The Japanese see three options in confronting this invasion. They can dramatically reshape the environment to something less hospitable in the hopes that the Yamabiru return from whence they came; they can fight them off with poisons and chemical warfare, or they can concede and accept their place in the food chain. All of these are obviously dramatic and carry their own hazards. However, in these dire times when nature is rising to subjugate humanity the dramatic may be the last hope.

– Prof. Gruntsplatter

Creepy Crawlies in Fairyland

Here are a couple of tangled tales for you. The picture to the left (They removed the picture) appeared with a LiveScience.com article on a 200 yard long stretch of trail in Lake Tawakoni State Park in Northern Texas that is enveloped in spider webs. Some entomologists are calling this potentially a once in a lifetime event, while one killjoy is saying he sees them every couple of years.

“At first, it was so white it looked like fairyland,” said Donna Garde, superintendent of the park about 45 miles east of Dallas. “Now it’s filled with so many mosquitoes that it’s turned a little brown. There are times you can literally hear the screech of millions of mosquitoes caught in those webs.”

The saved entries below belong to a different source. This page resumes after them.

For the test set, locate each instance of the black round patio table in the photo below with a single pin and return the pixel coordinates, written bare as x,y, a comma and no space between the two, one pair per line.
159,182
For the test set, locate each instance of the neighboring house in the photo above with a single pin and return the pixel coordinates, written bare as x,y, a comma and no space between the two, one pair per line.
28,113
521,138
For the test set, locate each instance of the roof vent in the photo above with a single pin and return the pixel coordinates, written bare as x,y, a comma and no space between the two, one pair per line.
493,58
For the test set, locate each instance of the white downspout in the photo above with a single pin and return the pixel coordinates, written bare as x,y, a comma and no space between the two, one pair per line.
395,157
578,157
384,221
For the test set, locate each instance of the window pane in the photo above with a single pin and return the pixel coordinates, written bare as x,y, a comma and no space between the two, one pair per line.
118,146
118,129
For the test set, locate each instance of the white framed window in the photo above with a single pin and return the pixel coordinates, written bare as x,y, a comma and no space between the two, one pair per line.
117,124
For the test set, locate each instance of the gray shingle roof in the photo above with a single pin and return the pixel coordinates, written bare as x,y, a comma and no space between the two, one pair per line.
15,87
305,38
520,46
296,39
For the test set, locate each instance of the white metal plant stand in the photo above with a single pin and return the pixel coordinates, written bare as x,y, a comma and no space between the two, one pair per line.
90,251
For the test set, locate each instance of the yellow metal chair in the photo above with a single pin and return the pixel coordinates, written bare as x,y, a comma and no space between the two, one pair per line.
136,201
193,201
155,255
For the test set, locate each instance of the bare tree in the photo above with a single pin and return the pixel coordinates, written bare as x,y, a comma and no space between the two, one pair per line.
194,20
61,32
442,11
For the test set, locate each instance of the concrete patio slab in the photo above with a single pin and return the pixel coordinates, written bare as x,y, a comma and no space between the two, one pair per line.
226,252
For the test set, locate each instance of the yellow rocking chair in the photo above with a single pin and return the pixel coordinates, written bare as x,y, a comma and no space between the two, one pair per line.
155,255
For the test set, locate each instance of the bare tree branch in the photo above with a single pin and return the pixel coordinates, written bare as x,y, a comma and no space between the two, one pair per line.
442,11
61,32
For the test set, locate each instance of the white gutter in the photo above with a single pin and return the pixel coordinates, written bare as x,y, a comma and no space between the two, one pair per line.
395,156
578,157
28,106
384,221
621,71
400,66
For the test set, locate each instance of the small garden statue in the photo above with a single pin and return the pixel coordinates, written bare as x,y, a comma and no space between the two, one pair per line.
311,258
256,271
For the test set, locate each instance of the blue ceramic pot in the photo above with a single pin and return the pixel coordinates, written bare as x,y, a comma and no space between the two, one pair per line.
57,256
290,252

The next tale comes to us from Dortmund, Germany, via The Sun tabloid out of Britain…Mark Voegel loved reptiles and insects. He loved them so much that he had over 200 of them in his small apartment, many of them running free that were quite dangerous and even deadly. Most notably for our purposes was his pet black widow “Bettina.” Bettina bit and killed Mark, and the other critters proceeded to eat and infest his body over the next 7-14 days before he was discovered by police when neighbors complained of a foul odor…

Police broke in to Mark Voegel’s apartment to find spider Bettina along with 200 others, several snakes, a gecko lizard called Helmut and several thousand termites had gorged on his body.

Police spokesman said: “It was like a horror movie. His corpse was over the sofa.

“Giant webs draped him, spiders were all over him. They were coming out of his nose and his mouth.

“There was everything there one could imagine in the world of reptiles.

“Larger pieces of flesh torn off by the lizards were scooped up and taken back to the webs of tarantulas and other bird-eating spiders.”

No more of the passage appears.